A: Yes, in the U.S. there are no significant provisions for long-term care outside of Medicare. And nobody foresaw, back in the ’60s, what it was going to lead to, which is a longer life expectancy and healthier elders. But when you get beyond what Medicare can provide, you get into an area where there are no significant ethically respectable provisions. So volunteerism falls back upon baby boomwomen going into their 50s: they’ve got parents on their hands who are in their 70s and their 80s. As I looked into the issue of aging around the world, I thought, “This is not sustainable.” This is the flashpoint that’s going to emerge within the next 10 years.
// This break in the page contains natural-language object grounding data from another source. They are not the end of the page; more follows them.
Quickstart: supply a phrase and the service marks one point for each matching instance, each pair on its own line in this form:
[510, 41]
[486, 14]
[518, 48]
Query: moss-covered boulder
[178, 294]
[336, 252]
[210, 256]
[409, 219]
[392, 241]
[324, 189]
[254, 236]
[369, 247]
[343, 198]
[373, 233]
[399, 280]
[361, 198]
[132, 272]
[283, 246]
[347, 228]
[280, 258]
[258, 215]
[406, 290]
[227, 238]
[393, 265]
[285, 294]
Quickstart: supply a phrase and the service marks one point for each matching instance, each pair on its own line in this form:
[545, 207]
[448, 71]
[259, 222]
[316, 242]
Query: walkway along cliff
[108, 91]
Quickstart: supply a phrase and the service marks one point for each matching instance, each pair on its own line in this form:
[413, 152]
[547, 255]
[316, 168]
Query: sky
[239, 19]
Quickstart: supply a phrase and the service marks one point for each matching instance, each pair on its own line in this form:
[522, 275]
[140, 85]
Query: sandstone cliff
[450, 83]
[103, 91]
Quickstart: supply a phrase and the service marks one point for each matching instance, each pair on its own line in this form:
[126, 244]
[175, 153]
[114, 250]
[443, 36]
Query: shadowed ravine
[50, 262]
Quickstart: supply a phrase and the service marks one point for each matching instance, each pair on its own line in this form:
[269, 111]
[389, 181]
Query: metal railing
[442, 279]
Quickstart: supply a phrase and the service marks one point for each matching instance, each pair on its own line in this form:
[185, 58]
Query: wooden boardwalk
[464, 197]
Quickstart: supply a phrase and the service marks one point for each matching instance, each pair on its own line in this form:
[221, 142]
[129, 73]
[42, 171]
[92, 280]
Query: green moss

Q: You compare the coming dissent of these boomer women to historically significant revolts like storming the Bastille or the Boston Tea Party.
A: Yes, because it is so personal; it gets right down into people’s most private dreams and hopes of what their life might have been like if they didn’t have to become sort of amateurish full-time caregivers.
Q: But if these women are hidden how will the issue become politicized?
A: I think it will happen through various organizations, like the AARP [Amercian Association of Retired People] who will take up the cause. Then there will be politicians who say, “Listen, there are a lot of votes here.” I suspect this will be done by fits and starts, with a lot of right-wing opposition, but eventually we will get to something that’s better.
Q: You suggest aging boomers will also influence cultural norms, such as reframing the notion of the alpha male. In the book you give the example of how you felt embarrassed having to ask a a female flight attendant for help lifting a suitcase.
A: Yes, men have a very difficult time aging and giving up on certain stereotypes, like “I should be able to lift my own luggage.”
Q: You point out our model for masculinity is that of a young man’s masculinity.
A: That’s right. Betty Friedan once said it’s not just that we have a male model, we have a young male model.
Q: And it’s everywhere you look in popular culture. So how will that change?
A: I think men who have had men’s groups in the past mainly dealing with relations with women are probably going to have groups dealing with issues of aging in which they simply come clean about the fact that they’re getting older, they’re getting weaker. There comes a point where you just have to say, “Look, I’m not 40 years old anymore and I can’t do any number of things, and I shouldn’t expect it of myself. In fact, expecting it of myself is a prescription for deep unhappiness.” Men are going to have to own up to the fact that they are not supermen anymore.
Q: You devote a chapter to “the end of sex,” writing that sex will be replaced in a marriage by loyalty as the final stage of love. Yet this is the age of Viagra: maintaining potency into old age is a birthright. Isn’t that a conflict?
A: This is a deep problem, because it’s so embedded in our culture—the whole ethos of love and romance and, of course, the hypersexuality that’s been promoted in the marketplace. One of the liabilities of the ’60s, when there truly was a sexual revolution, was that sex came to be identified as the most important thing in life; it was associated with freedom and being anti-war—“Make love, not war”—so it had a lot of idealism attached to it. But what you come to realize is that sex isn’t going to sustain you through the whole of your life; there’s going to come a point when other things begin to matter more in any relationship. The standard Christian marriage ceremony tells you this. It does not talk about love and sex, it talks about “for better or worse, for richer, for poorer, in sickness and in health,” because that’s realistic. I anticipate that as time goes on, with the help of therapists and people like Oprah, they’re going to begin talking about the fact that a couple in their 60s and 70s, while they may still have a sex life, are really much more involved in one another’s care and well-being medically and emotionally.